Can the weather make a person's asthma symptoms worse? Yes! Let's find out how.
How Can Weather Affect Asthma?
A change of seasons, a storm, or a sudden change in weather can make it harder to breathe or cause a flare-up.
Here's how weather can make asthma symptoms worse:
- Cold, dry air can be an asthma trigger, especially for people who play winter sports and who have asthma symptoms when they exercise.
- Hot, humid air can trigger asthma symptoms. In some areas, heat and sunlight combine with pollution to make ozone (say: OH-zone), which is also an asthma trigger.
- Wet or windy weather can cause flare-ups. Many people with asthma have symptoms during thunderstorms.
Your health care provider can help you figure out if weather is making your asthma symptoms worse. This information can go into your asthma action plan.
How Can I Avoid Weather Triggers?
Once you know what your weather triggers are, it's important to avoid them:
- Watch the forecast for pollen and mold counts, and for weather that might affect your asthma. (An adult can help you do this.)
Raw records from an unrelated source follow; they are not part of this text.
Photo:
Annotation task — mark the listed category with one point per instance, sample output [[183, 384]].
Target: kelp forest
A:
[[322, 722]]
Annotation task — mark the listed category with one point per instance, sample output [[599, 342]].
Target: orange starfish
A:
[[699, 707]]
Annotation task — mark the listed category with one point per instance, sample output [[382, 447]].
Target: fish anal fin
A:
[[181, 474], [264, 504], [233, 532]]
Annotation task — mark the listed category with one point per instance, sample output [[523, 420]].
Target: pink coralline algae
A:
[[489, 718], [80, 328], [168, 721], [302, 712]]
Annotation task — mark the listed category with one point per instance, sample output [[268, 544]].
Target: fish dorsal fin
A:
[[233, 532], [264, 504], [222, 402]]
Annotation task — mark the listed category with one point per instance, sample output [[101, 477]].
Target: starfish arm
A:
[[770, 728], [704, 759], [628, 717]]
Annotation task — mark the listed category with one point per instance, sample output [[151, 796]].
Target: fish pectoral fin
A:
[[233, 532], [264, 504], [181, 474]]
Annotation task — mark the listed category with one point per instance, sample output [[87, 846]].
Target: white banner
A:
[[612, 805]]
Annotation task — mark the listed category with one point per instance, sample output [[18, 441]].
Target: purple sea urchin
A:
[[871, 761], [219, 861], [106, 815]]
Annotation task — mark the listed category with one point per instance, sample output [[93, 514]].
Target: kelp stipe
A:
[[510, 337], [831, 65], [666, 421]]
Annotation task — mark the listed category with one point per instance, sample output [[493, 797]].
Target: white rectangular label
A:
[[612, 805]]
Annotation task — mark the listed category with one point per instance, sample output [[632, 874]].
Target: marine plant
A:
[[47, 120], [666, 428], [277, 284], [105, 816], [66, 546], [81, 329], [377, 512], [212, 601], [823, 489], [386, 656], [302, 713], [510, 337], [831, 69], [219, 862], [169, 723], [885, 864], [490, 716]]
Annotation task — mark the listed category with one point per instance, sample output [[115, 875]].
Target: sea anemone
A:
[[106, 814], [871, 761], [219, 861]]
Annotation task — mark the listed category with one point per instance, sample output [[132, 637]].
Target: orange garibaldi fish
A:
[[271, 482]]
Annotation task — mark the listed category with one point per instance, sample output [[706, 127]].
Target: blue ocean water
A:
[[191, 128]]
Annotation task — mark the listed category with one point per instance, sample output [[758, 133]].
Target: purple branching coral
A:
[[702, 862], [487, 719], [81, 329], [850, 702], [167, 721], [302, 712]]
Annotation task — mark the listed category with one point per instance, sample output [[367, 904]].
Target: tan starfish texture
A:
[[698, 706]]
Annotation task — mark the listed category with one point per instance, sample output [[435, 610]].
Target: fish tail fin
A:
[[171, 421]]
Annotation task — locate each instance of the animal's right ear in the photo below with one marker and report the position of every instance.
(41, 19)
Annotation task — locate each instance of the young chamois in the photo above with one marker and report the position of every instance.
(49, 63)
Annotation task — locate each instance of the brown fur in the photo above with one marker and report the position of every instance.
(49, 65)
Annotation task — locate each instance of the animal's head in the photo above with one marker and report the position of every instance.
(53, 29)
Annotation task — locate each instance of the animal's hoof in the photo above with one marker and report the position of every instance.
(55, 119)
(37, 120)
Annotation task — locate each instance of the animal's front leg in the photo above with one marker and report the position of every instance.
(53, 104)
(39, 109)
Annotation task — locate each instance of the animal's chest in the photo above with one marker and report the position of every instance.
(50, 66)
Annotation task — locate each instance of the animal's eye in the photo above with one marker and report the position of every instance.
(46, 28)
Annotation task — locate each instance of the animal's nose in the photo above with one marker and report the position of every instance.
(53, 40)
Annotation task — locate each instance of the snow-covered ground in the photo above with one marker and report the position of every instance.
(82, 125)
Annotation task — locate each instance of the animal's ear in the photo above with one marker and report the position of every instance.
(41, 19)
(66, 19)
- Stay indoors early in the morning (before 10 a.m.) when pollen levels in the air are at their highest.
- Stay indoors on days when your triggers are strongest.
- Wear a scarf over your mouth and nose outside during very cold weather.
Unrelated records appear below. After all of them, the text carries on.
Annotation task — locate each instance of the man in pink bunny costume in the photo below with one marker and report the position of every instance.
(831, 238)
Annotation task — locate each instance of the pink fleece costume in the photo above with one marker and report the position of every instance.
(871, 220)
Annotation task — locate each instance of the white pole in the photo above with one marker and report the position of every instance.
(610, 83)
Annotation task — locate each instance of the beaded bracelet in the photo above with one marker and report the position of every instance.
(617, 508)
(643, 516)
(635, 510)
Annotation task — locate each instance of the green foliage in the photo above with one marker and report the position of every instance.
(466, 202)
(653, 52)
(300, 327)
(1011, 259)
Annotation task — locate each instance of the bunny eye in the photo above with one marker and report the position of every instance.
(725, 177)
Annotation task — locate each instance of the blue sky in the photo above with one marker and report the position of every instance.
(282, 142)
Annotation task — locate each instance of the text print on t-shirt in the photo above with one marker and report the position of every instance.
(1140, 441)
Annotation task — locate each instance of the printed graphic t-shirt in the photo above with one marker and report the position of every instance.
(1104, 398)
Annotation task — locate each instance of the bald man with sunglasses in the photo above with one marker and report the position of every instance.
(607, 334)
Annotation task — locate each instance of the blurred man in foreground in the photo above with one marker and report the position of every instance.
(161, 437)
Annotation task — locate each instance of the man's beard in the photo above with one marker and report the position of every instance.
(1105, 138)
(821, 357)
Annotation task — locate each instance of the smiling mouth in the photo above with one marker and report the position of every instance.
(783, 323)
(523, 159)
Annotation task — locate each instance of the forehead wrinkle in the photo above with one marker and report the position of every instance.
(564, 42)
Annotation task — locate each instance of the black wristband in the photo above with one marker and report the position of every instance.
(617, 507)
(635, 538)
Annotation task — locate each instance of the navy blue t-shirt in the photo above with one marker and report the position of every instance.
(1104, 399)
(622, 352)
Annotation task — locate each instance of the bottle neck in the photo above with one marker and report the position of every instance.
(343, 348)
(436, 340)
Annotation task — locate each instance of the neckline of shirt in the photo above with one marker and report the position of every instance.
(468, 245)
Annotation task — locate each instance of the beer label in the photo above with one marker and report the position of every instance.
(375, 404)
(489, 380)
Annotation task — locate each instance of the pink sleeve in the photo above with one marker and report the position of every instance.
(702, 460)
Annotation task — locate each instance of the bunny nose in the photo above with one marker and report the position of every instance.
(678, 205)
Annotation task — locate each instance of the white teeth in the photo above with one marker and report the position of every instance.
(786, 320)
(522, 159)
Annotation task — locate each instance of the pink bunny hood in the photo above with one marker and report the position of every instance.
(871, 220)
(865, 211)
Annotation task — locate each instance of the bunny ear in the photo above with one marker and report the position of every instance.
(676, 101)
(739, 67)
- Keep your windows closed at night. If it's hot, use air conditioning, which cleans, cools, and dries the air.
- Stay away from freshly cut grass and leaf piles.
- Keep your quick-relief medicine (also called rescue or fast-acting medicine) with you all the time — even when you're feeling fine!
Note: All information is for educational purposes only. For specific medical advice, diagnoses, and treatment, consult your doctor.